La raíz de ese deseo se encuentra en la “cientifización” de la mente: consideramos que racional es lo científico, entendiendo por tal el modelo ahora vigente de ciencia. En su proverbial tendencia a considerar todo en términos de objeto observable y medible, el hombre ha dejado de sentirse el centro del mundo (lo que sucedía en la llamada concepción antropocéntrica, propia de la primera modernidad, orgullosa de la capacidad humana de poseer y dominar la naturaleza) para convertirse en observador y medidor de sí mismo como objeto natural de estudio. Además, nos medimos cuantitativamente, en números, como si eso nos enseñara de verdad algo acerca de nuestro ser. La inflación de medidas numéricas (en sí mismas, sin duda, de utilidad) es una auténtica patología de nuestro tiempo.
Al parecer, no sabemos quiénes somos –por eso nos estudiamos-, pero no estudiamos cuál es nuestra forma de ser en cuanto seres humanos –es decir, nuestra medida cualitativa formal- sino que solo investigamos aspectos parciales y cuantitativos de nuestro ser: de carácter médico, psicológico, sociales, etc. No nos conocemos de este modo a nosotros mismos. Sabemos, sin embargo, que nuestros descendientes serán antropomorfos, seres ya no generados sino producidos por nosotros en el laboratorio. No sabemos qué es ni quién es el hombre, pero lo vamos a producir.

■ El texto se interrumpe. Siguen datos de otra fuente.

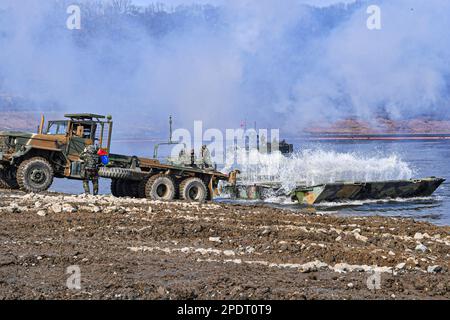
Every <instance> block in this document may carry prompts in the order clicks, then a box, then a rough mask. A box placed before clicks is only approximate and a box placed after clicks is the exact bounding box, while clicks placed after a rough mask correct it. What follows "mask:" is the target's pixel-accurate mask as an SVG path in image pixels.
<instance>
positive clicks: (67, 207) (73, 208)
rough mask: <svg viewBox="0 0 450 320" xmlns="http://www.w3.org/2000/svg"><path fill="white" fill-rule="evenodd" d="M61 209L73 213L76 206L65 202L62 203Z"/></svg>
mask: <svg viewBox="0 0 450 320" xmlns="http://www.w3.org/2000/svg"><path fill="white" fill-rule="evenodd" d="M62 211H63V212H65V213H75V212H77V208H75V207H74V206H72V205H71V204H69V203H65V204H63V205H62Z"/></svg>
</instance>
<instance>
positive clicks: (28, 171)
mask: <svg viewBox="0 0 450 320" xmlns="http://www.w3.org/2000/svg"><path fill="white" fill-rule="evenodd" d="M53 177H54V170H53V167H52V165H51V164H50V163H49V162H48V161H47V160H46V159H44V158H42V157H34V158H31V159H28V160H25V161H23V162H22V163H21V164H20V166H19V169H17V183H18V184H19V186H20V189H22V190H23V191H26V192H35V193H37V192H42V191H47V190H48V188H50V186H51V185H52V183H53Z"/></svg>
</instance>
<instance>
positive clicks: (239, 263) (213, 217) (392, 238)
mask: <svg viewBox="0 0 450 320" xmlns="http://www.w3.org/2000/svg"><path fill="white" fill-rule="evenodd" d="M0 219H1V224H0V299H50V298H52V299H54V298H56V299H81V298H83V299H84V298H88V299H89V298H92V299H177V298H178V299H185V298H187V299H449V298H450V277H449V258H450V250H449V248H450V227H438V226H434V225H432V224H429V223H424V222H415V221H413V220H410V219H398V218H382V217H365V218H360V217H348V218H344V217H336V216H331V215H315V214H308V212H307V211H304V212H292V211H286V210H281V209H275V208H269V207H263V206H242V205H229V204H217V203H207V204H200V205H199V204H189V203H183V202H172V203H162V202H152V201H147V200H137V199H117V198H112V197H110V196H99V197H90V196H89V197H85V196H68V195H58V194H44V195H26V194H23V193H20V192H9V191H2V192H1V194H0ZM71 266H76V267H77V268H79V271H80V272H81V276H80V279H81V289H80V290H77V289H69V288H68V287H67V279H68V278H69V276H70V275H69V274H67V273H66V272H67V268H68V267H71ZM72 269H73V267H72ZM71 279H73V278H71ZM73 283H74V282H72V284H73Z"/></svg>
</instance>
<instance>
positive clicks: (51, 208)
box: [50, 203, 62, 213]
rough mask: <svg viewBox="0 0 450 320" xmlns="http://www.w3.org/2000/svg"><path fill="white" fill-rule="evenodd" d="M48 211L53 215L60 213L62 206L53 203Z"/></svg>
mask: <svg viewBox="0 0 450 320" xmlns="http://www.w3.org/2000/svg"><path fill="white" fill-rule="evenodd" d="M50 209H51V210H52V211H53V213H61V212H62V206H61V205H60V204H59V203H54V204H52V205H51V206H50Z"/></svg>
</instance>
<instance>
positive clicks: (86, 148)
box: [86, 145, 96, 153]
mask: <svg viewBox="0 0 450 320" xmlns="http://www.w3.org/2000/svg"><path fill="white" fill-rule="evenodd" d="M86 151H87V152H90V153H95V152H96V150H95V147H94V146H93V145H90V146H87V148H86Z"/></svg>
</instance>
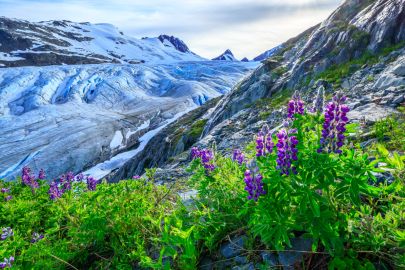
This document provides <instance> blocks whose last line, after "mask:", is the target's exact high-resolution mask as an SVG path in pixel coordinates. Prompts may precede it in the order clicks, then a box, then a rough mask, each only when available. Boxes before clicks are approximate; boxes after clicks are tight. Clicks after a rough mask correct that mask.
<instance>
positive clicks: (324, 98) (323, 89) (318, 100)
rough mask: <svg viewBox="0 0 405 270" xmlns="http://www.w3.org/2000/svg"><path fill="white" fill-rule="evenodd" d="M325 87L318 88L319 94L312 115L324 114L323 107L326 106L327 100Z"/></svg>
mask: <svg viewBox="0 0 405 270" xmlns="http://www.w3.org/2000/svg"><path fill="white" fill-rule="evenodd" d="M324 92H325V87H323V86H320V87H319V88H318V92H317V94H316V97H315V100H314V104H313V106H312V108H311V112H312V113H322V112H323V106H324V104H323V103H324V100H325V95H324Z"/></svg>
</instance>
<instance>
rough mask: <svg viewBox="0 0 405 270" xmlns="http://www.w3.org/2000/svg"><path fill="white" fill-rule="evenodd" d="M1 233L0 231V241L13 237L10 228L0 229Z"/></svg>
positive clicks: (13, 234)
mask: <svg viewBox="0 0 405 270" xmlns="http://www.w3.org/2000/svg"><path fill="white" fill-rule="evenodd" d="M1 231H2V233H1V236H0V239H1V240H3V241H4V240H6V239H7V238H9V237H11V236H13V235H14V232H13V229H11V228H10V227H7V228H3V229H1Z"/></svg>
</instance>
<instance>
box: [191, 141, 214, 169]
mask: <svg viewBox="0 0 405 270" xmlns="http://www.w3.org/2000/svg"><path fill="white" fill-rule="evenodd" d="M191 158H192V159H196V158H201V164H202V165H203V166H204V168H205V169H206V170H207V171H213V170H214V169H215V165H214V164H213V163H212V160H213V159H214V152H213V151H212V150H210V149H199V148H197V147H193V148H191Z"/></svg>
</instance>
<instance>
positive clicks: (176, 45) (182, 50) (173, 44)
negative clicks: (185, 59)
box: [158, 35, 192, 53]
mask: <svg viewBox="0 0 405 270" xmlns="http://www.w3.org/2000/svg"><path fill="white" fill-rule="evenodd" d="M158 39H159V40H160V41H161V42H162V43H163V44H164V45H165V46H173V47H174V48H175V49H176V50H178V51H179V52H183V53H192V52H191V51H190V49H189V48H188V47H187V45H186V43H184V41H182V40H181V39H179V38H177V37H174V36H168V35H160V36H159V37H158Z"/></svg>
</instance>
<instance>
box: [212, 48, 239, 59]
mask: <svg viewBox="0 0 405 270" xmlns="http://www.w3.org/2000/svg"><path fill="white" fill-rule="evenodd" d="M212 60H222V61H238V60H237V59H236V58H235V56H233V53H232V52H231V50H229V49H227V50H226V51H225V52H224V53H223V54H221V55H220V56H218V57H215V58H213V59H212Z"/></svg>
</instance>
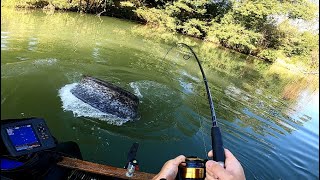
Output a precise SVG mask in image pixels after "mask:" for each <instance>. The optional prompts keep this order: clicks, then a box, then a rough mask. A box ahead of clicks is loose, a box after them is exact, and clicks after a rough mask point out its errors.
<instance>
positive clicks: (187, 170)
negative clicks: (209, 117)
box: [166, 43, 225, 179]
mask: <svg viewBox="0 0 320 180" xmlns="http://www.w3.org/2000/svg"><path fill="white" fill-rule="evenodd" d="M177 45H183V46H185V47H186V48H188V49H189V50H190V51H191V53H192V54H193V56H194V57H195V59H196V60H197V63H198V65H199V68H200V71H201V74H202V78H203V81H204V85H205V88H206V92H207V96H208V101H209V105H210V112H211V120H212V127H211V142H212V151H213V158H212V159H213V160H214V161H216V162H218V163H219V164H220V165H221V166H222V167H224V162H225V154H224V148H223V143H222V136H221V131H220V128H219V127H218V123H217V117H216V113H215V111H214V105H213V101H212V96H211V92H210V89H209V85H208V81H207V78H206V75H205V73H204V71H203V68H202V66H201V63H200V61H199V59H198V57H197V55H196V53H195V52H194V51H193V49H192V48H191V47H190V46H188V45H187V44H185V43H178V44H177ZM173 47H175V46H173ZM173 47H171V48H170V50H169V51H171V49H172V48H173ZM169 51H168V52H167V54H168V53H169ZM167 54H166V55H167ZM185 59H186V58H185ZM204 164H205V161H202V160H201V159H200V158H196V157H190V158H187V159H186V163H185V164H184V165H183V166H180V168H181V170H180V173H179V174H180V175H179V176H180V178H181V176H182V178H188V179H192V178H191V176H190V172H194V173H191V174H193V175H192V176H193V177H197V178H204V171H202V173H200V174H199V173H198V174H197V171H196V170H194V171H193V169H194V168H204ZM188 173H189V175H188ZM202 175H203V176H202Z"/></svg>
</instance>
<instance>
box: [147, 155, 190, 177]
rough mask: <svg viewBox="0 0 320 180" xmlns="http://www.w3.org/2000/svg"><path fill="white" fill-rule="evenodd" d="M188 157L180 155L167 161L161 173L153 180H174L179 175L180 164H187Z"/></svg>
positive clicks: (165, 163) (159, 172)
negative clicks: (163, 178) (182, 162)
mask: <svg viewBox="0 0 320 180" xmlns="http://www.w3.org/2000/svg"><path fill="white" fill-rule="evenodd" d="M185 160H186V157H185V156H184V155H180V156H178V157H176V158H174V159H171V160H169V161H167V162H166V163H165V164H164V165H163V167H162V169H161V171H160V172H159V173H158V174H157V175H156V176H155V177H154V178H153V180H159V179H161V178H164V179H166V180H174V179H175V178H176V176H177V174H178V166H179V164H180V163H182V162H185Z"/></svg>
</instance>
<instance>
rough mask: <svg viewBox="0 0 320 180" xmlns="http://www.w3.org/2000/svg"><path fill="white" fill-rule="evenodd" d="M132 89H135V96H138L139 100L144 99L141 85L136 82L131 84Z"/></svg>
mask: <svg viewBox="0 0 320 180" xmlns="http://www.w3.org/2000/svg"><path fill="white" fill-rule="evenodd" d="M130 87H131V88H132V89H133V93H134V95H136V96H138V97H139V98H143V96H142V94H141V92H140V90H139V85H138V84H137V83H136V82H131V83H130Z"/></svg>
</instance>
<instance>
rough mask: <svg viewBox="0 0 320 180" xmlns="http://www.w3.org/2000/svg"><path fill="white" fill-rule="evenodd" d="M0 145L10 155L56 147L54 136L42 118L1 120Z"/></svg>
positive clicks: (40, 150) (4, 151)
mask: <svg viewBox="0 0 320 180" xmlns="http://www.w3.org/2000/svg"><path fill="white" fill-rule="evenodd" d="M0 125H1V146H2V144H3V145H4V146H5V147H6V151H3V153H7V154H8V155H10V156H13V157H16V156H22V155H27V154H30V153H36V152H39V151H42V150H46V149H51V148H54V147H56V143H55V140H54V137H53V136H52V135H51V133H50V130H49V128H48V126H47V124H46V122H45V120H44V119H42V118H35V117H31V118H24V119H5V120H1V124H0Z"/></svg>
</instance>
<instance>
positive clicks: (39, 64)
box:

Además, como se considera que el ser humano es un ejemplar más en la naturaleza –uno entre otros-, pero con la curiosa posibilidad de producir su existencia, resulta que no solo es el más digno de los que pueblan este mundo, sino que quizás es el más indigno.
Esta indignidad, hoy presentida por muchos, no es una metáfora. Los seres humanos actuamos como creemos ser, nuestra acción depende tanto de nuestro ser como de la representación que de nuestro ser nos hacemos, ya que siempre “somos más de lo que somos”, por más que esto último no se reflexione.
Si en el mundo no hay diferencias esenciales –pues se piensa que todos somos igualmente naturales– querer presentarse como superior es pura arrogancia. Pero el hombre –un ser más entre otros que pueblan el universo- no es entonces fiable, ya que, con su capacidad de producción, es una amenaza para los otros seres e incluso para su propia descendencia. Y un ser no fiable no es digno.
La misma característica que se consideraba decisiva para certificar la dignidad del hombre –su libertad racional- es ahora la que lo hace aparecer como indigno. El animal sigue su instinto, es predecible y cumple su papel en el universo. El hombre, por el contrario, sería un peligro para el Cosmos; así lo entiende la llamada Deep Ecology.